Foreign Minister Kevin Rudd has urged Australia to abstain from voting on an independent Palestinian state. Photo: Reuters
JULIA Gillard has effectively ruled out Australian government support for recognition of an independent Palestinian state.
The Prime Minister told the Labor caucus that voting for a Palestinian state at the United Nations was not the ”path to peace”, lining Australia up alongside the United States, which is desperately fighting to convince other nations not to support the bid.
She told caucus that the government had not seen the text of the resolution, which is likely to be supported by a large majority of members of the UN’s General Assembly when the vote takes place this week or next.
Palestinian and Israelis representatives have strongly lobbied the government over the vote.
Foreign Minister Kevin Rudd – who is representing Australia this week at UN headquarters in New York – had written to Ms Gillard before taking medical leave for heart surgery last month, urging Australia to abstain from voting.
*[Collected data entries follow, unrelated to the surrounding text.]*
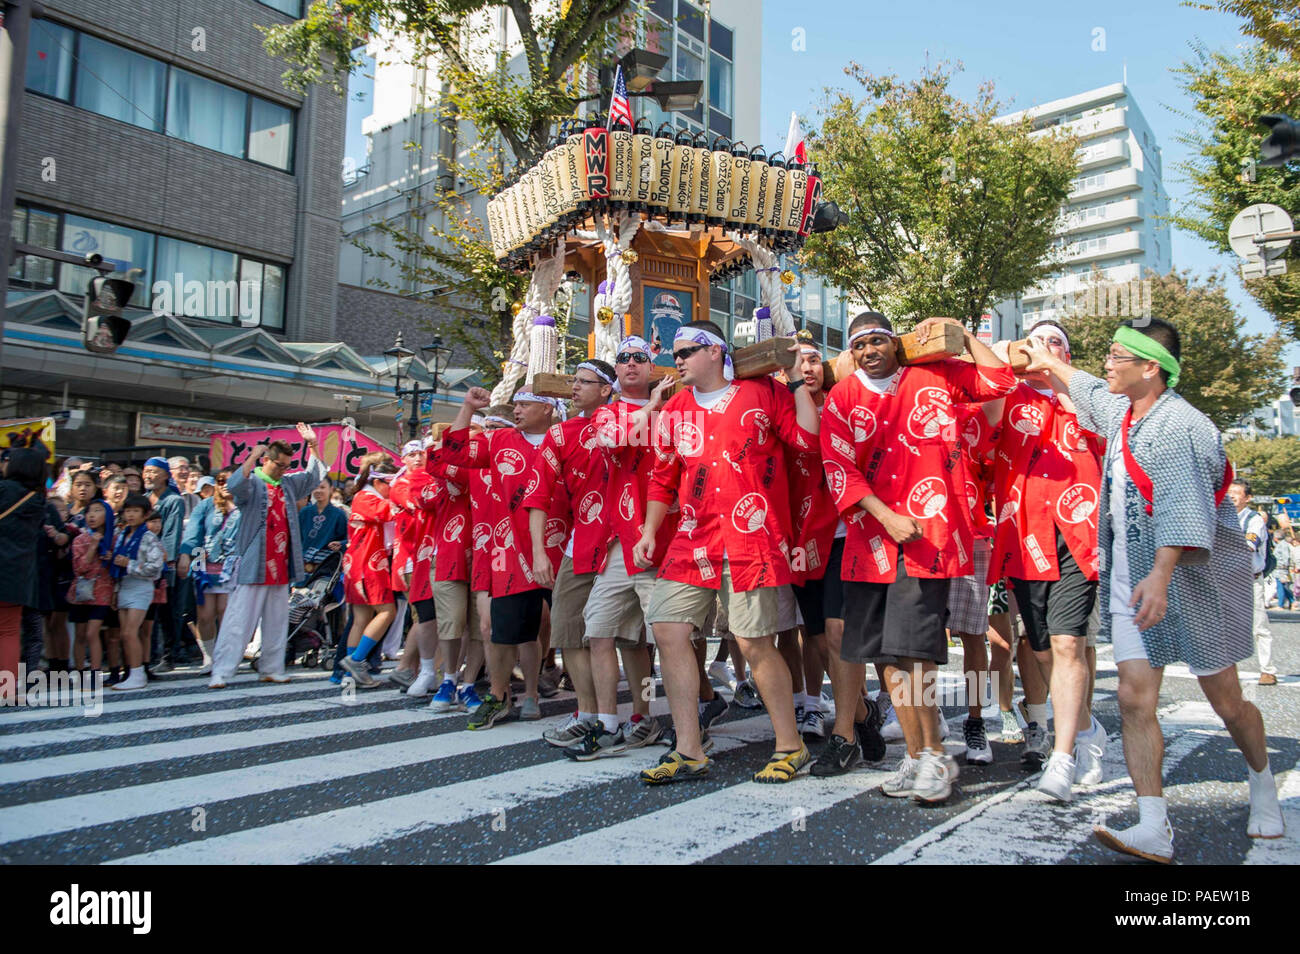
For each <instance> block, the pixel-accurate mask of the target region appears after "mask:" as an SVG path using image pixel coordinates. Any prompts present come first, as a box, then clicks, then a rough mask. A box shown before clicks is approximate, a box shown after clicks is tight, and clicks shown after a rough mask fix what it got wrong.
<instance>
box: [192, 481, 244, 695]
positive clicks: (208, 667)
mask: <svg viewBox="0 0 1300 954" xmlns="http://www.w3.org/2000/svg"><path fill="white" fill-rule="evenodd" d="M229 477H230V472H229V471H222V472H221V473H218V474H217V478H216V483H214V490H213V494H212V496H208V498H204V499H203V500H199V503H198V506H196V507H195V508H194V512H192V513H191V515H190V521H188V522H187V524H186V526H185V538H183V539H182V541H181V558H179V559H178V560H177V572H178V573H179V576H181V577H185V576H187V574H192V577H194V595H195V624H196V629H198V632H196V633H195V639H196V641H198V643H199V650H200V651H201V652H203V668H201V669H199V673H200V675H207V673H211V672H212V650H213V649H214V647H216V642H217V632H218V630H220V628H221V619H222V616H225V615H226V602H227V599H229V598H230V591H231V590H234V586H235V585H234V580H235V567H237V561H238V556H237V552H238V547H237V546H235V542H237V539H238V533H239V509H238V508H237V507H235V499H234V496H231V495H230V491H229V490H226V480H227V478H229Z"/></svg>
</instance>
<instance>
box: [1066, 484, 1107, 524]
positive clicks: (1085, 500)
mask: <svg viewBox="0 0 1300 954" xmlns="http://www.w3.org/2000/svg"><path fill="white" fill-rule="evenodd" d="M1096 512H1097V489H1096V487H1093V486H1092V485H1091V483H1073V485H1070V486H1069V487H1066V490H1065V493H1063V494H1061V498H1060V499H1058V500H1057V520H1060V521H1061V522H1062V524H1082V522H1086V521H1087V520H1088V517H1091V516H1092V515H1093V513H1096Z"/></svg>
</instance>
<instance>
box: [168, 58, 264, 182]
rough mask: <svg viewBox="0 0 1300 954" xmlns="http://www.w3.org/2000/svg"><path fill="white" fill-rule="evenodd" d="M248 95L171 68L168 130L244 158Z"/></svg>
mask: <svg viewBox="0 0 1300 954" xmlns="http://www.w3.org/2000/svg"><path fill="white" fill-rule="evenodd" d="M247 114H248V94H246V92H240V91H239V90H234V88H231V87H229V86H222V84H221V83H214V82H212V81H211V79H204V78H203V77H199V75H195V74H194V73H187V71H185V70H181V69H174V68H173V69H172V77H170V82H169V84H168V109H166V133H168V135H173V136H175V138H177V139H185V140H186V142H187V143H194V144H195V146H204V147H207V148H209V149H216V151H217V152H224V153H226V155H227V156H238V157H240V159H242V157H243V155H244V129H246V127H247V121H248V116H247Z"/></svg>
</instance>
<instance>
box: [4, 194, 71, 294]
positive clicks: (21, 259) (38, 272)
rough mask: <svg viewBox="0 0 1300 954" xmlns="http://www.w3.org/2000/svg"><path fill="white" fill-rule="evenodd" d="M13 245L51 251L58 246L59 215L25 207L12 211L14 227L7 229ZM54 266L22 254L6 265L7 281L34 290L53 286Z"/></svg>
mask: <svg viewBox="0 0 1300 954" xmlns="http://www.w3.org/2000/svg"><path fill="white" fill-rule="evenodd" d="M9 231H10V234H12V237H13V240H14V242H26V243H27V244H29V246H39V247H40V248H53V247H55V246H57V244H59V216H57V213H55V212H44V211H42V209H34V208H29V207H25V205H16V207H14V209H13V224H12V226H10V229H9ZM55 264H56V263H53V261H51V260H49V259H42V257H39V256H36V255H22V256H18V257H16V259H14V263H13V265H10V266H9V278H12V279H14V281H18V282H23V283H27V285H31V286H34V287H47V289H48V287H52V286H53V283H55Z"/></svg>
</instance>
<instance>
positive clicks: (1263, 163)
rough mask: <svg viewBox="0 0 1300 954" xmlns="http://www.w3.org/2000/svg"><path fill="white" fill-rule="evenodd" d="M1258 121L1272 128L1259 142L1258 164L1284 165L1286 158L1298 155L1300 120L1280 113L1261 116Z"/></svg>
mask: <svg viewBox="0 0 1300 954" xmlns="http://www.w3.org/2000/svg"><path fill="white" fill-rule="evenodd" d="M1260 122H1261V123H1262V125H1265V126H1268V127H1269V129H1270V130H1273V131H1271V133H1269V138H1268V139H1265V140H1264V142H1262V143H1260V165H1265V166H1279V165H1286V162H1287V160H1288V159H1292V157H1295V156H1300V122H1296V121H1295V120H1292V118H1291V117H1290V116H1282V114H1281V113H1269V114H1266V116H1261V117H1260Z"/></svg>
Sources said that while Australia would almost certainly not support Palestinian statehood, the possibility of abstaining from the vote was still open.
Accepting Palestine as a UN member would amount to international recognition of sovereign statehood, a prospect Israel has opposed on the grounds that it is an empty gesture that will violate existing agreements between Israel and the Palestinians.
The US has flagged it will veto any attempt to force the resolution through in the Security Council, raising the prospect it will move to the General Assembly where Australia has a vote.
But US, European and Israeli officials are now quietly arguing that the Security Council may prove easier for diplomats seeking a formula to get the Israelis and Palestinians back to negotiations, if the US can avoid using its power of veto.
The application through the Security Council will take longer because it will involve likely requests for more time to study the situation. If the resolution remained with the Security Council Australia would avoid having to vote.
Responding to a question from Labor MP Melissa Parke – one of a cross-party group of Australian parliamentarians backing the Palestinian bid – Ms Gillard said yesterday that until the wording of the resolution was seen Australia did not have a formal position.
”[But] we believe that the only durable basis for a peace in the Middle East is through direct negotiations between the two parties. Only direct negotiations can deal with complex final status issues such as borders, security and Jerusalem. A UN resolution will not change this reality,” she said.
The Coalition has demanded Australia stand with Israel and vote against resolution.
”I fear it will be a highly counterproductive exercise,” deputy Liberal leader Julie Bishop said this week of the Palestinian move. Ms Bishop said Israel faced an increasingly hostile Turkey and Egypt and needed countries such as Australia to remain staunch friends.
Israel has looked increasingly isolated as Turkey has turned away from its previously strong relationship with the Jewish state, while Egypt is proving less friendly than it was under the dictatorship of Hosni Mubarak.